Sally, 58 years of age, attends for a Pap test. She asks about vitamin D, having just read an article about vitamin D in a magazine in the waiting room.

Question 13

Which is the most correct statement in regards to preventing vitamin D deficiency in a moderately fair-skinned person who is not at increased risk of skin cancer:

  1. for most people, about half their vitamin D requirement comes from dietary intake
  2. in Adelaide in summer, sun exposure should be advised around noon
  3. in Brisbane, sun exposure is recommended mid morning or mid afternoon year round
  4. in Darwin, sun exposure is recommended mid morning or mid afternoon year round
  5. in winter, a person living in Sydney is advised to have about twice as long around noon in the sun as a person living in Hobart.

Question 14

When taking a history it becomes apparent that Sally avoids the sun. She admits that a friend was diagnosed with melanoma and since then Sally has been highly vigilant about protecting her skin from the sun. After discussion with Sally, you order a vitamin D level test.
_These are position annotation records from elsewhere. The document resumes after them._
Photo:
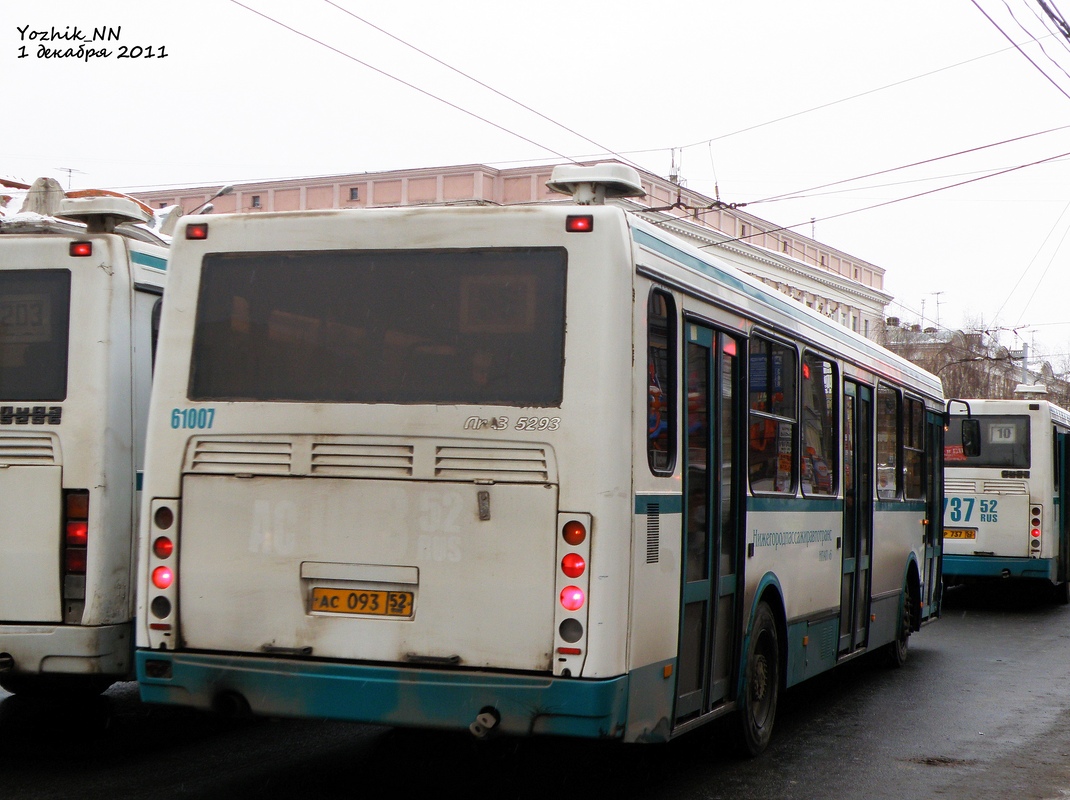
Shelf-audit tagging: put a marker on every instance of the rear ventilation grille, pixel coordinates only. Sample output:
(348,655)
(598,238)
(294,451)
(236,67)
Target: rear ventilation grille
(1005,487)
(653,532)
(237,457)
(394,458)
(362,460)
(33,450)
(506,464)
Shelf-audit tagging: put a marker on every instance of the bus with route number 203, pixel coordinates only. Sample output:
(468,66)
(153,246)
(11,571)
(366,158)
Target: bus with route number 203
(1006,481)
(533,470)
(81,277)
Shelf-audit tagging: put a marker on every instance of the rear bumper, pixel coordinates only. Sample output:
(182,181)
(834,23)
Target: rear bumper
(59,649)
(983,566)
(401,696)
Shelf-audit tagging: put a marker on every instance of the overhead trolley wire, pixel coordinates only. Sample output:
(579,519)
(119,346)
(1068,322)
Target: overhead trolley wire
(1024,54)
(403,82)
(475,80)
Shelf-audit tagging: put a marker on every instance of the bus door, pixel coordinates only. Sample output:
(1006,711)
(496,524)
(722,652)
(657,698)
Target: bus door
(857,516)
(712,580)
(1063,496)
(934,514)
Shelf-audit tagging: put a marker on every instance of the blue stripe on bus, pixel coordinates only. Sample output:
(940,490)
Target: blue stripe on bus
(794,504)
(984,566)
(913,506)
(774,301)
(391,695)
(666,503)
(146,260)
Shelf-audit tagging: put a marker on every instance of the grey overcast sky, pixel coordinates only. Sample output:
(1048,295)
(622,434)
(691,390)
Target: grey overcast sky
(750,101)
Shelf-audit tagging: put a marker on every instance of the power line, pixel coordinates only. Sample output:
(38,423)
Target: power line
(1024,55)
(843,100)
(805,193)
(403,82)
(439,61)
(877,205)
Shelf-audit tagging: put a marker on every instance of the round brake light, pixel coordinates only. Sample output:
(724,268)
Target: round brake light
(574,533)
(162,578)
(572,565)
(571,598)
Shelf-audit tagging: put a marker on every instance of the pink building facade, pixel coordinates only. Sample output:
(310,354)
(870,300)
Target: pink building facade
(832,282)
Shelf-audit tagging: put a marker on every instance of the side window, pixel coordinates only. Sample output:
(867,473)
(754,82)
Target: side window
(156,307)
(773,418)
(914,448)
(1055,457)
(661,395)
(820,434)
(887,443)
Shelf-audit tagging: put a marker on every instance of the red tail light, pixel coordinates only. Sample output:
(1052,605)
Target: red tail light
(162,578)
(574,533)
(77,534)
(572,598)
(75,552)
(572,565)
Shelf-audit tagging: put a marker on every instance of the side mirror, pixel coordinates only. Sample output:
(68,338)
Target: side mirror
(971,437)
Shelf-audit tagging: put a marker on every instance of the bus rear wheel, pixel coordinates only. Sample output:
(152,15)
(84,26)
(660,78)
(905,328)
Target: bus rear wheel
(896,651)
(761,687)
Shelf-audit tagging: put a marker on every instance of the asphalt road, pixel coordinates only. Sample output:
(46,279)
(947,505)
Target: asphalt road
(980,710)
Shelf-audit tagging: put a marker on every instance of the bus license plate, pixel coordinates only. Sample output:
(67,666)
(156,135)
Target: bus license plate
(364,602)
(959,534)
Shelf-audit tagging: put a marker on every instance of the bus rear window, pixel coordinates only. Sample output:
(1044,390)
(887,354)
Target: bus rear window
(1004,443)
(482,326)
(34,323)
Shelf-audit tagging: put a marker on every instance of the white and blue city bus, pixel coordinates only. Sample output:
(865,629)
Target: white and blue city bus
(536,470)
(1006,480)
(80,287)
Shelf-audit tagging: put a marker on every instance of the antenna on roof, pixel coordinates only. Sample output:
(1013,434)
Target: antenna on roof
(591,185)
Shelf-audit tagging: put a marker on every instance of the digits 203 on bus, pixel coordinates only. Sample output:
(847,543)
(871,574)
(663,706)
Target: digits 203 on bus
(538,470)
(81,277)
(1005,478)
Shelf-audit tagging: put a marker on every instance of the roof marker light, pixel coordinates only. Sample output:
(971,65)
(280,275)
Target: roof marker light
(580,222)
(197,230)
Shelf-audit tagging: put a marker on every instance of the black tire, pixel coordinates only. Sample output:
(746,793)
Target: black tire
(895,652)
(761,686)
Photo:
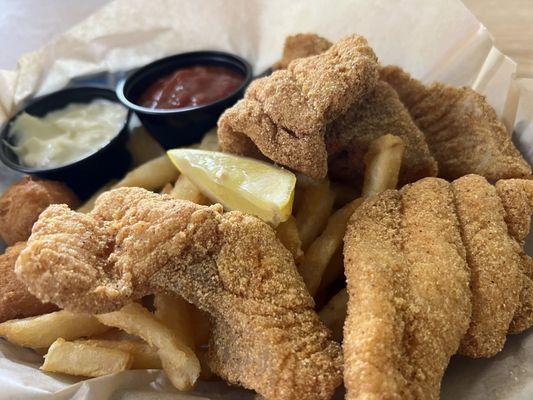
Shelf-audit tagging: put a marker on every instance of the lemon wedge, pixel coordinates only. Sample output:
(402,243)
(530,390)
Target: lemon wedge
(239,183)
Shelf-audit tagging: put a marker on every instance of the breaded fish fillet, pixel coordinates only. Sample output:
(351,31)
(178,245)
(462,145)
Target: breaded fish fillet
(517,200)
(15,300)
(301,45)
(431,268)
(381,113)
(495,264)
(266,335)
(23,201)
(284,116)
(409,302)
(461,128)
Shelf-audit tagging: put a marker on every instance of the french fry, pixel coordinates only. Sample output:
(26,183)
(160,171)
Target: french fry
(151,175)
(313,211)
(344,194)
(143,356)
(319,254)
(176,314)
(167,188)
(202,327)
(143,147)
(184,189)
(89,204)
(382,164)
(334,270)
(287,233)
(179,361)
(210,141)
(42,331)
(333,314)
(76,358)
(207,373)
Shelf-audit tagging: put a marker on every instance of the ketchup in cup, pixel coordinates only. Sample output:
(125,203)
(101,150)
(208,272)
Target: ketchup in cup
(191,86)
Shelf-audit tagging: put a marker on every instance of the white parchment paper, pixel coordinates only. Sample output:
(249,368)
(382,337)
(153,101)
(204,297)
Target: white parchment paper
(434,40)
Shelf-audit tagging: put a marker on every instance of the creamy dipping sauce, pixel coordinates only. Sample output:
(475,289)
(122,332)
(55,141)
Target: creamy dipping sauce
(66,135)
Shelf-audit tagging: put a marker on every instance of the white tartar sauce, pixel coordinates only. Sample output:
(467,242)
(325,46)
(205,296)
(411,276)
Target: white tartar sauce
(66,135)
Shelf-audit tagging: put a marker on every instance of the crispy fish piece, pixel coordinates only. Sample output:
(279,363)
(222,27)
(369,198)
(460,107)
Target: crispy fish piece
(15,300)
(494,260)
(284,116)
(23,201)
(431,268)
(381,113)
(517,200)
(409,303)
(266,335)
(301,45)
(461,128)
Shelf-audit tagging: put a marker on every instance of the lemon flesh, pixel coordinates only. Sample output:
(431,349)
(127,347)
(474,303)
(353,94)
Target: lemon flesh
(239,183)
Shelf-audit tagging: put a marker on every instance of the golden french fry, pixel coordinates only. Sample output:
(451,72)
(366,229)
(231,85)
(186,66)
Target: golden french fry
(151,175)
(288,235)
(167,188)
(89,204)
(42,331)
(179,361)
(334,270)
(176,314)
(202,327)
(143,147)
(333,314)
(382,164)
(77,358)
(210,141)
(207,373)
(319,254)
(143,356)
(184,189)
(313,211)
(344,194)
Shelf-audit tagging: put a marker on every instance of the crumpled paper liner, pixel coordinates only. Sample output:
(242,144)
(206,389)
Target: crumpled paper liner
(433,40)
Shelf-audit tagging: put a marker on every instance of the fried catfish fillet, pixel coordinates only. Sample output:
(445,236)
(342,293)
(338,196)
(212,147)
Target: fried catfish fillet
(283,116)
(381,113)
(461,128)
(409,301)
(432,268)
(495,263)
(301,45)
(517,200)
(266,335)
(15,300)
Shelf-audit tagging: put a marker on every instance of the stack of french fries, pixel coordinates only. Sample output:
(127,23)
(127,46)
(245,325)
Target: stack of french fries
(175,334)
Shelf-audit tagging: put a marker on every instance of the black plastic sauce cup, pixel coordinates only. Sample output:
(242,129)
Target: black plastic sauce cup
(83,176)
(181,126)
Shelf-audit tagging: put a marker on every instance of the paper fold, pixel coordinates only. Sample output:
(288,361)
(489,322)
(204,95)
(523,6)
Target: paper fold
(433,40)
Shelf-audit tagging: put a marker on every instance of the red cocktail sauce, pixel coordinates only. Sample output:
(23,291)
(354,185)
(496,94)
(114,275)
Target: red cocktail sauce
(191,86)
Which of the following vitamin D results and interpretations is most correct in regards to bone health and muscle function in people living in Australia:

  1. a result of 25 nmol/L indicates severe deficiency
  2. a result of 49 nmol/L in September indicates a likely need for vitamin D supplementation
  3. a result of 48 nmol/L in March indicates a likely need for vitamin D supplementation
  4. a result of 55 nmol/L indicates a mild deficiency
  5. seasonal variation can cause differences in vitamin D levels between winter and summer of around 10 nmol/L.

Question 15

The results show that Sally has a moderate vitamin D deficiency. In regards to treating moderate to severe vitamin D deficiency, which of the following recommendations is most appropriate:

  1. 600 IU/day ongoing
  2. 1000 IU/day for 12 weeks, then re-check levels with likely maintenance dose of 600 IU/day
  3. 3000 IU/day for 12 weeks, then re-check levels with likely maintenance dose of 1000 IU/day
  4. 50 000 IU monthly for 3 months, then stop
  5. 500 000 IU single oral dose annually.

Question 16

Sally’s mother is aged in her late 70s. Which of the following is correct in regards to vitamin D and the elderly:

  1. vitamin D and calcium supplementation together reduce fracture risk
  2. vitamin D supplementation alone reduces fracture risk
  3. vitamin D supplementation improves muscles strength in the elderly
  4. vitamin D supplementation of 300 IU/day is enough for a reduction in falls risk
  5. vitamin D supplementation of community dwelling elderly reduces falls risk.